When you change your story, that module is hot-loaded, meaning that the code inside it is executed again.
Since you're using a store creator function and not a store instance from another module, the actual store object that is being passed to ReduxProvider on hot-load is new every time.
However, the React tree that is re-constructed is for the most part identical, meaning that the ReduxProvider instance is re-rendered with new props instead of being re-created.
Essentially, this is changing its store on the fly.

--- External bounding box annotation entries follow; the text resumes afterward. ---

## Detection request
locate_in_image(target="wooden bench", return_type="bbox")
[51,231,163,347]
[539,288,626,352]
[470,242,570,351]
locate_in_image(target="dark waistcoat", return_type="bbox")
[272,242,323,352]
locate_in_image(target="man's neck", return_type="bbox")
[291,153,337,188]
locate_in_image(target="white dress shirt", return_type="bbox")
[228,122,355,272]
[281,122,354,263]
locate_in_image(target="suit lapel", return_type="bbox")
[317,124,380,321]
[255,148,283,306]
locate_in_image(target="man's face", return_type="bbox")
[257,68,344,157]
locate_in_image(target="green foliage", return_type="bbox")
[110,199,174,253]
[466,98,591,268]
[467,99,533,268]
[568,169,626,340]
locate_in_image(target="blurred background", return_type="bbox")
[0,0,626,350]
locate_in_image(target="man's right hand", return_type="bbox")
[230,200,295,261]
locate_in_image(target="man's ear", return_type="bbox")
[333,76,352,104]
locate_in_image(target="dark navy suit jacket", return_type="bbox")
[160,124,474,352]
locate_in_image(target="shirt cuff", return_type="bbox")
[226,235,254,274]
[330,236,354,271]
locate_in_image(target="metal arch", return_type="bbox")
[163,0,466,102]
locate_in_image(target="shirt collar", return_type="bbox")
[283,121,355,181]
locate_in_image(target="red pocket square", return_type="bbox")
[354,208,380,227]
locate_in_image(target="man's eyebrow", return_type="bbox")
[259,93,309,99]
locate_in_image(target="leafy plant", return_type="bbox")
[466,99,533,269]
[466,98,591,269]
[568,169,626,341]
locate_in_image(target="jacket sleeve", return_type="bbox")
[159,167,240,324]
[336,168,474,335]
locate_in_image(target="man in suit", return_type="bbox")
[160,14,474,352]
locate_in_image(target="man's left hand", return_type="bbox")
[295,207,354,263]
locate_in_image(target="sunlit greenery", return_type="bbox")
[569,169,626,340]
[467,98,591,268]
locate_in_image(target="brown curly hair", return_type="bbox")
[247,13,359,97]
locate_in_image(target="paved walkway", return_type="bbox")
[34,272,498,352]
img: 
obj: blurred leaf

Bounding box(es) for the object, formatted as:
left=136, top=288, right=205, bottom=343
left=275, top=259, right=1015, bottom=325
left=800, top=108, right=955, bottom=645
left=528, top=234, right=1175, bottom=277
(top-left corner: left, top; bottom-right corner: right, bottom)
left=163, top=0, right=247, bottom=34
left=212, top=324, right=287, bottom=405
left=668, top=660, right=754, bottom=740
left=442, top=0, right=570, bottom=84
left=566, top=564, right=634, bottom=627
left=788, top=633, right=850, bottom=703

The solve is to make sure that ReduxProvider instance is new, too, on hot-load. This is easily solved by passing it a unique key prop, e.g.:
const ProviderDecorator = (storyFn) => {
const TheProvider = Provider(() => storyFn());
return (
<ReduxProvider key={Math.random()} store={initStore()}>
<TheProvider key={Math.random()} now={1499149917064} locale="en" messages={messages} />
</ReduxProvider>
);
}
From React Keys:
Keys help React identify which items have changed, are added, or are removed. Keys should be given to the elements inside the array to give the elements a stable identity.